The money was raised through an institutional private placement of 93.45 million ordinary Paladin shares priced at $4.60 each, which represents a 6.1% discount on the company’s closing price on Wednesday 9 September.
With projects in both Australia and Africa, Paladin will use the new funds to take further advantage of the burgeoning global uranium market, chief executive John Borshoff said.
“Proceeds from the raising will enable Paladin to advance its existing portfolio of uranium assets,” he said.
“Paladin believes that with its balance sheet strength and development expertise, the company is well placed to partner both junior uranium companies and downstream companies seeking to commercialise uranium opportunities.”

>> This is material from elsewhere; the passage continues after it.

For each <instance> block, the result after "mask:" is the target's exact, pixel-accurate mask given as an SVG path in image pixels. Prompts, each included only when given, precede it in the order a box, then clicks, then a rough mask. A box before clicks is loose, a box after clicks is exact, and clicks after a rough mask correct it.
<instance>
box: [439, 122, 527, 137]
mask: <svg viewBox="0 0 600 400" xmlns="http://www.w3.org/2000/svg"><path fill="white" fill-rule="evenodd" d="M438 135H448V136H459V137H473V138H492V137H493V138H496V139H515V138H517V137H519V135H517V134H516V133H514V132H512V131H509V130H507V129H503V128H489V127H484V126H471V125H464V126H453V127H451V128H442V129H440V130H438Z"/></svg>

Fellow Australian uranium company Toro Energy is also set to engage in a capital raising after the company last night requested a trading halt from the Australian Securities Exchange.
Toro requested the trading halt, “pending capital-raising initiatives through a share placement”.
No details of the proposed raising were released, but industry speculation suggests Toro is seeking to place its stock at $0.15 a share, which would be a 36% discount to its last sale price of $0.24 a share.
Toro last month also announced a $20 million placement from US investment fund YA Global Master.